Amo Napoli perché mi ricorda New York, specialmente per i tanti travestiti e per i rifiuti per strada. Come New York è una città che cade a pezzi, e nonostante tutto la gente è felice come quella di New York.
Pochi giorni fa ricorreva l’anniversario della morte di un genio che riuscì a prendere l’arte a mani nude per modellarla secondo i suoi schemi: Andy Warhol.
Da annoverare sicuramente tra le personalità più influenti del Novecento, pilastro della Pop Art e figura oltremodo particolare, fu un artista a tutto tondo: pittore, regista, scultore, produttore e altro ancora. Riuscì a rendere raffinata ogni cosa, dalle bottiglie di Coca Cola alle lattine di zuppa, elaborando tutte le immagini tipicamente americane secondo il concetto dell’arte che deve necessariamente essere consumata, come un prodotto commerciale. Nel 1962 fondò la Factory, uno studio dove lavorava con i suoi collaboratori ma anche un punto di ritrovo per ogni genere di artista.
Credo di essere una delle persone più gelose del mondo. La mia mano destra è gelosa se la sinistra dipinge un bel quadro.
Di quello stesso anno è l’opera Do it yourself – un acrilico, pastello e letraset su tela – che esprime con forza ciò che l’arte rappresentava per Warhol: una funzione di “riempimento”. Secondo il pittore, infatti, l’arte in sé non porta traccia del sublime ma ha soltanto lo scopo di colmare un vuoto. Do it yourself è un lavoro lasciato a metà di proposito, come a voler chiedere l’intervento dello spettatore in modo silenzioso e quasi ironico.
L’idea che emerge è a tratti diversa da quella schopenhaueriana. Per il filosofo, infatti, la funzione artistica non è quella di riempimento ma di catarsi. L’uomo, attraverso la contemplazione, ha una possibilità di fuga, di elevazione, di estraniamento dal reale. Andy, invece, abolì l’idea di sublime e sembrò quasi nutrire un forte attaccamento alla realtà che affiora in ognuna delle sue opere.
Come ogni artista che si rispetti, fu un personaggio atipico e, tra tutti, il più sui generis in assoluto. Fu un uomo svampito ed eccentrico ma, senza dubbio, insicuro e terrorizzato dalla solitudine, il motivo che lo portò a circondarsi di persone di ogni tipo.
Tra queste va ricordata Edie Sedgwick, la donna che rappresentò per lui una vera e propria ossessione.

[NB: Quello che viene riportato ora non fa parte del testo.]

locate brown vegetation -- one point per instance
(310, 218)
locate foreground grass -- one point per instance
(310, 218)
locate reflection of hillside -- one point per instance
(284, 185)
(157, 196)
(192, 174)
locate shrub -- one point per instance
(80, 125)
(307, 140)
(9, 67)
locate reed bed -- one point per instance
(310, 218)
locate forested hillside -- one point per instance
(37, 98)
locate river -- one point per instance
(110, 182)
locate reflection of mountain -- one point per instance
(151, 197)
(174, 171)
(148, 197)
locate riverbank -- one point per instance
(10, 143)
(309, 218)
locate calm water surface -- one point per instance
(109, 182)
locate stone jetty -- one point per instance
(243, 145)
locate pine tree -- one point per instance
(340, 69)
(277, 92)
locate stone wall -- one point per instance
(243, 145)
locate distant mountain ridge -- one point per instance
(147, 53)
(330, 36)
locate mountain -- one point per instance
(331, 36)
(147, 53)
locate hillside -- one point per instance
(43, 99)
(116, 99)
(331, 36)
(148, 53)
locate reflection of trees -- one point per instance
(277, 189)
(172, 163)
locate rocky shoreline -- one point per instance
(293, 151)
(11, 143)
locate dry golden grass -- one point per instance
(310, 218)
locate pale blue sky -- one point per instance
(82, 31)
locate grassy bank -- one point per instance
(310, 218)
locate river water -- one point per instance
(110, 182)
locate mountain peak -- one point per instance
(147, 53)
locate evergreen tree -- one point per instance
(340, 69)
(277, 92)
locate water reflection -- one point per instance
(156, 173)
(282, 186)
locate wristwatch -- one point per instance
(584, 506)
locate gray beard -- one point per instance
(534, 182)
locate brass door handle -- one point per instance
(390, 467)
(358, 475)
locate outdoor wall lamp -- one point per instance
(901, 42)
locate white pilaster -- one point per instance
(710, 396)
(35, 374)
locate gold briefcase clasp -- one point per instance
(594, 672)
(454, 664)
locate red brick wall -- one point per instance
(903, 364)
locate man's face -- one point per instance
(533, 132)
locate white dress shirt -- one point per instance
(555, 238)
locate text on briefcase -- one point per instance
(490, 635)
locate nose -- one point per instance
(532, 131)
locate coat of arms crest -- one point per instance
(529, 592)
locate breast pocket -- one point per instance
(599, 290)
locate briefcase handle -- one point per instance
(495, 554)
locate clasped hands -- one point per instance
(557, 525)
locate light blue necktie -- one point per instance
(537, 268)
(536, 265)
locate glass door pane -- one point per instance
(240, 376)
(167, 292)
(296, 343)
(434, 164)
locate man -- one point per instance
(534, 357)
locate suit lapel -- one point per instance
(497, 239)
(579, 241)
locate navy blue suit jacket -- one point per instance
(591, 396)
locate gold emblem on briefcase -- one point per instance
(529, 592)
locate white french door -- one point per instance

Si può parlare di Edie come di un’icona degli anni Settanta. Era affascinante, bellissima e – soprattutto – eccessiva, esattamente ciò che serviva per diventare la musa ideale di Warhol. L’eccesso era il perno della sua esistenza.
Quella tra i due fu un’amicizia squilibrata che portò la donna all’autodistruzione. Entrò, infatti, nel tunnel delle droghe e fu ricoverata in un ospedale psichiatrico.
Questo loro legame viene perfettamente rappresentato nel film Factory girl, di George Hickenlooper, che descrive lo scenario di quegli anni, la figura inconsueta e affascinante della donna e il suo rapporto malato con Warhol.
Una persona negli anni ‘60 mi ha affascinato più di chiunque altro abbia mai conosciuto. Il fascino che ho subito era probabilmente molto vicino ad una specie d’amore.
Tuttavia, Edie, per Andy, non fu altro che una musa. L’artista, in genere, tende a spostare la propria attenzione su altro nel momento in cui trae tutto ciò che gli è necessario per la sua opera. Senza dubbio, ne viene fuori una concezione crudele della sua figura, caratterizzata dalla capacità di instaurare un legame solo al fine di sfruttarlo per ciò che sarà sempre l’essenza della sua vita, il punto focale: l’arte. Quest’ultima, infatti, non lascerà il posto a nient’altro, accompagnando il soggetto in una trasformazione continua della propria persona.
L’artista è malato e nella malattia trova le radici della sua ispirazione. È distruttivo ma consapevole, quasi fiero, del suo potere.
Andy: “Dici che si ricorderanno di noi?”
Edie: “Dici quando saremo morti? Penso che la gente si ricorderà di come tu hai cambiato il mondo.”
Ed è vero, Andy Warhol ha sicuramente cambiato il mondo. Fu un esteta, l’amante del bello per eccellenza, l’icona indiscussa del XX secolo. Un personaggio che non poteva per alcuna ragione passare inosservato in quella banalità che regnava incontrastata e da cui lui riuscì comunque a prendere ispirazione.